Exploiting Latent Linearity in LLMs Improves Explainable Molecular Representation Learning
Zhuoran Li, Xu Sun, Wanyu Lin, Jiannong Cao
TL;DR
This work tackles the explainability gap in LLM-driven molecular property prediction by revealing latent linearity in LLM representations. It introduces MoleX, which decomposes embeddings into a concept space rooted in functional groups and learns a linear predictor augmented by residual calibration, yielding accurate and chemically faithful explanations. The approach achieves state-of-the-art performance across multiple benchmarks while enabling fast CPU inference and dramatically reducing parameter counts. These findings demonstrate that aligning foundation models with domain concepts can enhance both predictive power and mechanistic interpretability for scientific applications.
Abstract
Large language models (LLMs) have demonstrated broad utility across molecular domains, spanning drug discovery and materials design. Analyzing LLMs' latent representations is crucial for elucidating their underlying mechanisms, improving explainability, and ultimately advancing downstream performance. We propose MoleX, a simple yet effective framework that decomposes molecular embeddings within LLM representations into a concept-aligned space for explainable molecular representation learning.

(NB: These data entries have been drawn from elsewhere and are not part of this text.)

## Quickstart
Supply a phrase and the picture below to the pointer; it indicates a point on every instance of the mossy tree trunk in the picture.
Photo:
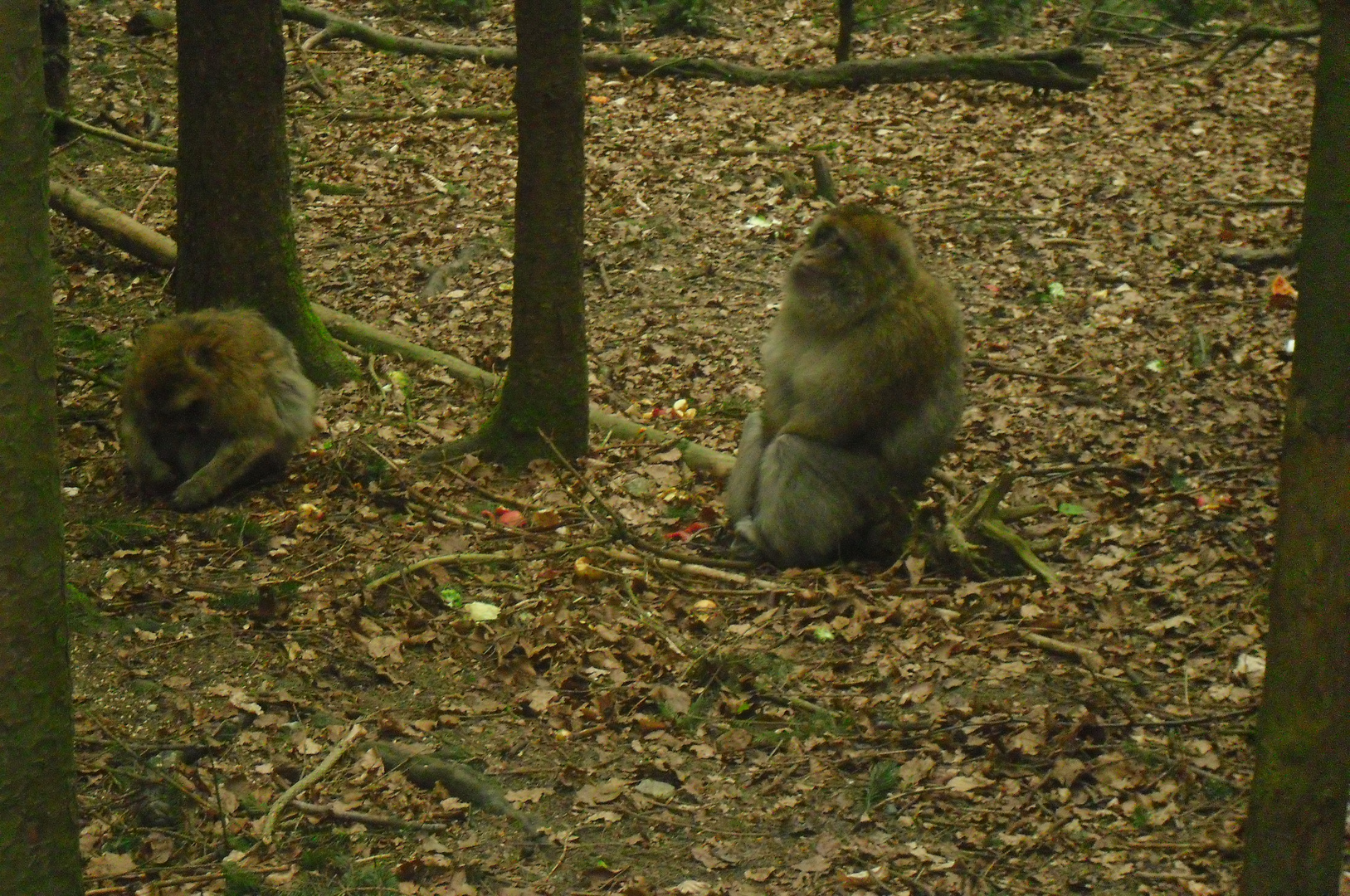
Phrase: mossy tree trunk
(39, 849)
(1295, 831)
(236, 241)
(546, 387)
(848, 17)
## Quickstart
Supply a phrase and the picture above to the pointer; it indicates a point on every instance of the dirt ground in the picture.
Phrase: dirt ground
(805, 732)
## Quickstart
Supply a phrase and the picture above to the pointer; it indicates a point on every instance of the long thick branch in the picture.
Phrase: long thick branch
(155, 249)
(1064, 69)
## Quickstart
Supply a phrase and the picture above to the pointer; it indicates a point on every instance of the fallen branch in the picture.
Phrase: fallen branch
(116, 137)
(437, 115)
(329, 812)
(269, 822)
(459, 780)
(1026, 372)
(1061, 69)
(116, 227)
(1257, 258)
(624, 533)
(1089, 659)
(694, 568)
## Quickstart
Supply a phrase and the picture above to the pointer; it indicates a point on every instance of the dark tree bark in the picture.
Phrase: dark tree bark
(546, 387)
(56, 62)
(39, 850)
(236, 241)
(1295, 829)
(844, 49)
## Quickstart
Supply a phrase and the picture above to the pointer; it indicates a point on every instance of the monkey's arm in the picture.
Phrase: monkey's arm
(235, 460)
(743, 484)
(146, 465)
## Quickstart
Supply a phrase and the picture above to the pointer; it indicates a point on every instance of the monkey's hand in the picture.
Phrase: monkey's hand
(150, 471)
(748, 544)
(231, 463)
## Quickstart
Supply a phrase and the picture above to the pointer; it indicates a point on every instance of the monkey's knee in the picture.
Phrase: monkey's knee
(813, 501)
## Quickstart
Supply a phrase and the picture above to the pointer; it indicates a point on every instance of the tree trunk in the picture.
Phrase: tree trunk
(546, 386)
(236, 241)
(1295, 829)
(56, 62)
(844, 49)
(39, 849)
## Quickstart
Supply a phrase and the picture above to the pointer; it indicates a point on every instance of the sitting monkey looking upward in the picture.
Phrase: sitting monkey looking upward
(211, 400)
(863, 394)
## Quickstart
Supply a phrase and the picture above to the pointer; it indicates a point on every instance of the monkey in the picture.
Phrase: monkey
(863, 394)
(211, 400)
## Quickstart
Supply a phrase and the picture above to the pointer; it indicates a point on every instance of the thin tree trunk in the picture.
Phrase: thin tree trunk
(39, 849)
(236, 241)
(546, 386)
(844, 49)
(1295, 829)
(56, 62)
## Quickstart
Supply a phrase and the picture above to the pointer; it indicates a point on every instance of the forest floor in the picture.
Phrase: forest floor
(803, 732)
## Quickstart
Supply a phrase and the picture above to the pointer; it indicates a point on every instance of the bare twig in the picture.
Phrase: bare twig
(144, 146)
(1025, 372)
(1087, 656)
(269, 822)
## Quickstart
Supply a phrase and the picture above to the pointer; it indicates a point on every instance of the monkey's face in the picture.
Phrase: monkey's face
(852, 260)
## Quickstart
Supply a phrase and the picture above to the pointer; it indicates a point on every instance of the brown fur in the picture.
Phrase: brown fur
(211, 400)
(863, 392)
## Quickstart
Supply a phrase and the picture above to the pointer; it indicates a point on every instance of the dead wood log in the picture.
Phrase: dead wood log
(116, 227)
(462, 782)
(1061, 69)
(1252, 32)
(153, 247)
(1259, 258)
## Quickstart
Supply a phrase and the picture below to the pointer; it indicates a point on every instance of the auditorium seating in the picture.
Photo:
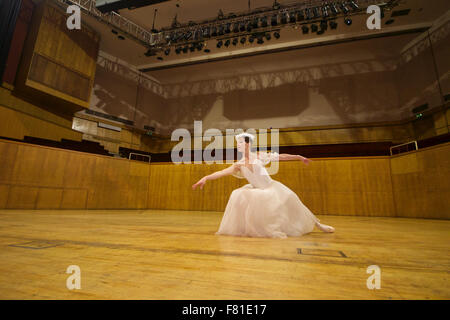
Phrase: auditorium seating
(82, 146)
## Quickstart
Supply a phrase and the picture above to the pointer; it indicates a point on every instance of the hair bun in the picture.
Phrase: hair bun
(245, 134)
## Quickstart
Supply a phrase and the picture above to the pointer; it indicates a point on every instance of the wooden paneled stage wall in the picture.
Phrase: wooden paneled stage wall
(58, 65)
(410, 185)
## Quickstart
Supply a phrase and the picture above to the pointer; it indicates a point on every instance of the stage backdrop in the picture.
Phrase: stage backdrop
(415, 185)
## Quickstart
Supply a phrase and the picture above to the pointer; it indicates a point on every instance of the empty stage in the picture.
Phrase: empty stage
(156, 254)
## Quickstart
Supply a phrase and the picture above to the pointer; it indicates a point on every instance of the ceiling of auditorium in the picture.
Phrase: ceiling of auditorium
(422, 15)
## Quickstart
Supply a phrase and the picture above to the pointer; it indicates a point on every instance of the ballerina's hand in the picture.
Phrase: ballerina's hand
(200, 184)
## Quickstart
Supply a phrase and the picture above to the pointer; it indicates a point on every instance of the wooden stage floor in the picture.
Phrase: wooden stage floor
(156, 254)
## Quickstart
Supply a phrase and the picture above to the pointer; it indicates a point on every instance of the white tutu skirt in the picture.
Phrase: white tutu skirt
(275, 212)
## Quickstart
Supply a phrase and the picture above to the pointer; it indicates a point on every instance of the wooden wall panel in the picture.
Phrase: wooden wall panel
(415, 184)
(58, 65)
(421, 183)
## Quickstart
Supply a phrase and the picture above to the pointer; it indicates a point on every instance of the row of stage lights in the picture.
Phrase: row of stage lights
(192, 39)
(325, 12)
(260, 37)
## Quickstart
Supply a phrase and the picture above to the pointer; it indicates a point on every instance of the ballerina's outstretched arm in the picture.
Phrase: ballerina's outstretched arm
(216, 175)
(287, 157)
(290, 157)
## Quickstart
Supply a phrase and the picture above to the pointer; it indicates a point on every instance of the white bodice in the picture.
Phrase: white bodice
(257, 175)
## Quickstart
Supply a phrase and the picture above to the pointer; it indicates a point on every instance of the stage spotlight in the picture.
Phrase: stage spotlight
(334, 9)
(354, 6)
(325, 11)
(292, 18)
(197, 35)
(150, 53)
(206, 32)
(300, 16)
(180, 36)
(260, 39)
(220, 32)
(264, 22)
(308, 14)
(276, 5)
(255, 23)
(344, 8)
(316, 12)
(274, 20)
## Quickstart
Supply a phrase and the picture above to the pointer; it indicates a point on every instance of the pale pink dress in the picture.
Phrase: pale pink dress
(264, 207)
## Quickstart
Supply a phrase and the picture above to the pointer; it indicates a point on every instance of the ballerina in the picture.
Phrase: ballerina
(264, 207)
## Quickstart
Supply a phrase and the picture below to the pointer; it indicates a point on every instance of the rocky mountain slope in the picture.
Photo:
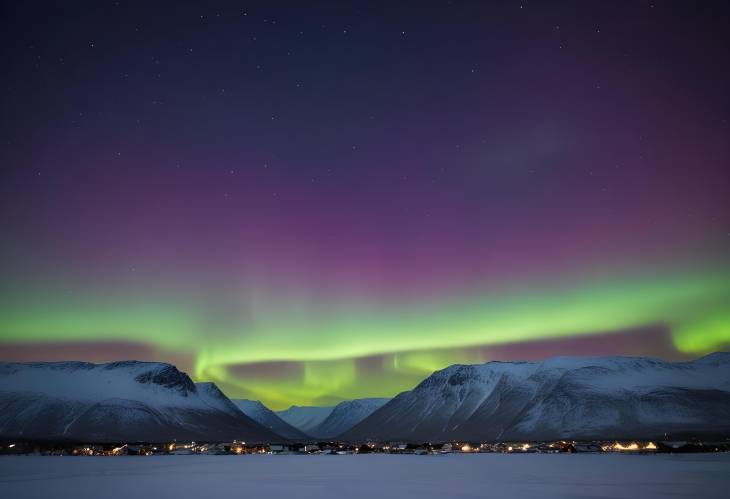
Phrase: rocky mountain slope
(269, 419)
(118, 401)
(563, 397)
(345, 415)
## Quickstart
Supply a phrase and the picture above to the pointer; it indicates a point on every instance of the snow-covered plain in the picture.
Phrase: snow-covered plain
(368, 476)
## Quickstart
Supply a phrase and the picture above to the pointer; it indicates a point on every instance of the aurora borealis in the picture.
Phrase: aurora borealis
(312, 203)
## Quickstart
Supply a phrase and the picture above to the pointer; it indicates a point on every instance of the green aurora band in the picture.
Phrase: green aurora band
(327, 346)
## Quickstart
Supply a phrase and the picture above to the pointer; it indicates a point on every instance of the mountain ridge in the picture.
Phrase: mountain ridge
(116, 401)
(559, 397)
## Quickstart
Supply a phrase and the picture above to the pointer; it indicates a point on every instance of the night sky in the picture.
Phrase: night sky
(308, 203)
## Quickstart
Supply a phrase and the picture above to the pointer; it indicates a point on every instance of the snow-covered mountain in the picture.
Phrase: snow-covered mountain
(118, 401)
(268, 418)
(305, 418)
(562, 397)
(345, 415)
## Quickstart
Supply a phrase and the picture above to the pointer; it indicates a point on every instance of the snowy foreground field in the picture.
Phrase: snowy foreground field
(368, 476)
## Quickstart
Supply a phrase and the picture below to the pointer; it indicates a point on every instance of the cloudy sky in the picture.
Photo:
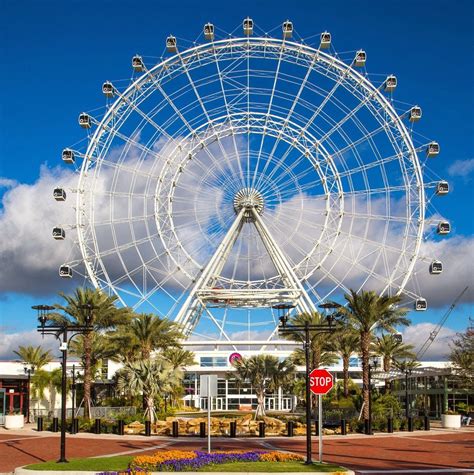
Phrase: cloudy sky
(57, 55)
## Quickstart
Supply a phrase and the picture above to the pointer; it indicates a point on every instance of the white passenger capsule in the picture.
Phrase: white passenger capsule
(248, 26)
(209, 31)
(325, 40)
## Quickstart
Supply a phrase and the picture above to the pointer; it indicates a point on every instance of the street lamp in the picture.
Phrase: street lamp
(372, 366)
(60, 331)
(29, 370)
(303, 334)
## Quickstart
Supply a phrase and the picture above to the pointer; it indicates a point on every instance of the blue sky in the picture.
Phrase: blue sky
(56, 55)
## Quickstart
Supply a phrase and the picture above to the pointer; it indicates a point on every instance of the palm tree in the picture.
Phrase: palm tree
(265, 373)
(365, 312)
(145, 333)
(151, 377)
(391, 350)
(346, 343)
(321, 353)
(35, 356)
(105, 317)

We further show that these high-dimensional embeddings admit a linear mapping onto chemically consistent concepts. Our analysis suggests that the uncovered linearity aligns with established chemical principles, indicating a mechanistically explainable latent structure in LLM representations for scientific applications. When applied to downstream tasks, this latent linearity improves both predictive and explanatory performance. Extensive experiments demonstrate that MoleX outperforms existing approaches in accuracy, explainability, and efficiency, achieving CPU inference on large-scale datasets 300 times faster with 100,000 fewer parameters than LLMs.